API outage on event summary endpoints

Incident Report for Pipedream

Postmortem

On September 21st, an incident affected Pipedream’s builder and event inspector from approximately 10:00 AM UTC to 2:00 PM UTC.

In short, users could not edit or deploy workflows from the builder, and the event inspector did not show the results of incoming events. However, deployed workflows were not affected by the outage. Events were processed normally.

We can do a better job of building resiliency for these incidents into the core service, and we own the downtime. We wanted to share what happened and what we’re doing to address it.

What happened

On September 21st at 7:00 AM PT (13:00 UTC), our team responded to user reports that the Pipedream dashboard wasn’t functioning properly.

Upon investigation, we noticed our internal API had failed to connect to Redis — one of our core data stores — after Redis Labs initiated unscheduled maintenance, cycling the servers in our Redis cluster. This caused the cluster IP addresses to change. The Ruby client our API uses to connect to Redis failed to resolve the new hosts. Since the API failed to connect to the new cluster, workflows failed to deploy and events failed to load as a result.

At 7:18 AM PT (13:18 UTC), our team restarted the API pods on our Kubernetes cluster. After the restart, the API was able to reconnect to Redis and the incident was resolved.

Why an alarm was not raised

Most of our alarms and auto-recovery mechanisms are tied to the availability of services (e.g. is https://pipedream.com up, is the API able to receive traffic, are workflows running?).

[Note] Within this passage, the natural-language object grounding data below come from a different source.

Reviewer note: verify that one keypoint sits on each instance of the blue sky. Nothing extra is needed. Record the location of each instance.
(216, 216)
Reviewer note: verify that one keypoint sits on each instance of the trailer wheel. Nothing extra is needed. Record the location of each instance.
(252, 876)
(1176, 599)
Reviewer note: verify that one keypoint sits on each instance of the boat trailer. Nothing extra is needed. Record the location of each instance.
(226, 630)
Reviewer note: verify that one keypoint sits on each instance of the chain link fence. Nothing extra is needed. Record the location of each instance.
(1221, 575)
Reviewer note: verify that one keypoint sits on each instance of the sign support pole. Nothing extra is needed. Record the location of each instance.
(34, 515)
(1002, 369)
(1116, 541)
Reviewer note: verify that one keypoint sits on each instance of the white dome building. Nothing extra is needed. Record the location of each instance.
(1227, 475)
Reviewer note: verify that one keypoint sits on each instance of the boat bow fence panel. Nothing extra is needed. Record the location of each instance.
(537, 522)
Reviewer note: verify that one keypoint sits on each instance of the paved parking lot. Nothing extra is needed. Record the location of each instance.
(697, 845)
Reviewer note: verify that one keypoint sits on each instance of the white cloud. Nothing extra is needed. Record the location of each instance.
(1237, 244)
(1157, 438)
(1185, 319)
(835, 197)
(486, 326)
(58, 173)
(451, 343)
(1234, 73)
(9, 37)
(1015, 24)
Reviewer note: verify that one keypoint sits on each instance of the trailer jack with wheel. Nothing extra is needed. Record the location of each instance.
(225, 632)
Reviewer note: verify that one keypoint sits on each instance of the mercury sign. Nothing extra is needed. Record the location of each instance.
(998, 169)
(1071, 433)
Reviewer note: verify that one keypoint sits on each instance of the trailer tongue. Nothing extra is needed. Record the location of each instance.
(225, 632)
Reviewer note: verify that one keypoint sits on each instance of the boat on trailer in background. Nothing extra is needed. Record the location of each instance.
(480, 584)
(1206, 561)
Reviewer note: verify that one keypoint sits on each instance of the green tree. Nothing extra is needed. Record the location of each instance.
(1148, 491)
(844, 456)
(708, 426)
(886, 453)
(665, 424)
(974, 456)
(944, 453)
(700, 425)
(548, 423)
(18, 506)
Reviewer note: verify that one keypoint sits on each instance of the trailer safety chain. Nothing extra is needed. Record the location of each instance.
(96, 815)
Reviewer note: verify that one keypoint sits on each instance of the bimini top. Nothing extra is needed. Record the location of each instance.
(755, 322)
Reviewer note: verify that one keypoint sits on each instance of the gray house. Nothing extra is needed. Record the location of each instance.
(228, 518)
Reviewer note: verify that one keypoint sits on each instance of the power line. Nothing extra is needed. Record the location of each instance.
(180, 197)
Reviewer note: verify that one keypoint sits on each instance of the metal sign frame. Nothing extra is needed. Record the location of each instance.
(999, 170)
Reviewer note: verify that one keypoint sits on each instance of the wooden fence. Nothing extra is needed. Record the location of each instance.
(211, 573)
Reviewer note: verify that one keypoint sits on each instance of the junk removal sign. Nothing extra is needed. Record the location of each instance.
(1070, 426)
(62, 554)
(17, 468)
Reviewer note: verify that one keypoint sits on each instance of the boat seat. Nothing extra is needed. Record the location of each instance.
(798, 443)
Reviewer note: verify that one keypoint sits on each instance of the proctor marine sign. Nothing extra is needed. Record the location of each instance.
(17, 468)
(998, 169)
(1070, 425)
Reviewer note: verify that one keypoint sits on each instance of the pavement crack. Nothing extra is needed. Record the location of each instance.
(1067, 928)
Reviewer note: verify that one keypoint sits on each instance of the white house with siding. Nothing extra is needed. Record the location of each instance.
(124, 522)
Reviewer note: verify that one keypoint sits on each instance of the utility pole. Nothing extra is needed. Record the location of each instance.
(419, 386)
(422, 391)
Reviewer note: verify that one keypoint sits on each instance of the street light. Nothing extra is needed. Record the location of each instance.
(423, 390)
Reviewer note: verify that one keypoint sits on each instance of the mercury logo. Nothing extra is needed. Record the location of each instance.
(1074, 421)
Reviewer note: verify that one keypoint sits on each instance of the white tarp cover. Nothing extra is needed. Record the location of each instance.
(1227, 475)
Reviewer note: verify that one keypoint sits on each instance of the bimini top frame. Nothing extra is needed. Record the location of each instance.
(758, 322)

In this particular outage, both the UI and API were available, and workflows continued running, but certain UI operations failed. These triggered exceptions in Sentry — our error-tracking system — but these specific errors failed to raise alarms to our team.

Going forward

As developers, we understand how frustrating downtime can be, especially when the initial response takes hours. A few items came out of our investigation that we plan to tackle:

Upgrade the Ruby Redis client. Newer versions of the client appear to be more resilient to this specific issue.
Investigate a move to a different Redis cluster type that’s more resilient to changes to the underlying cluster / networking (suggested by our hosting provider, Redis Labs).
Raise better alarms on specific, high-volume exceptions like the errors during the incident.

‌

We don’t take your trust for granted. If you have any questions at all or observe any lingering issues from this incident, please let us know.

Posted Sep 22, 2022 - 19:35 UTC

Resolved

This incident has been resolved.

Posted Sep 21, 2022 - 15:02 UTC

Monitoring

A fix has been implemented and we are monitoring the results.

Posted Sep 21, 2022 - 14:25 UTC

Investigating

We have observed an unusual amount of errors on the event summaries API used to hydrate the builder on page load.

We're currently investigating.

Posted Sep 21, 2022 - 14:14 UTC

This incident affected: Public APIs (REST API).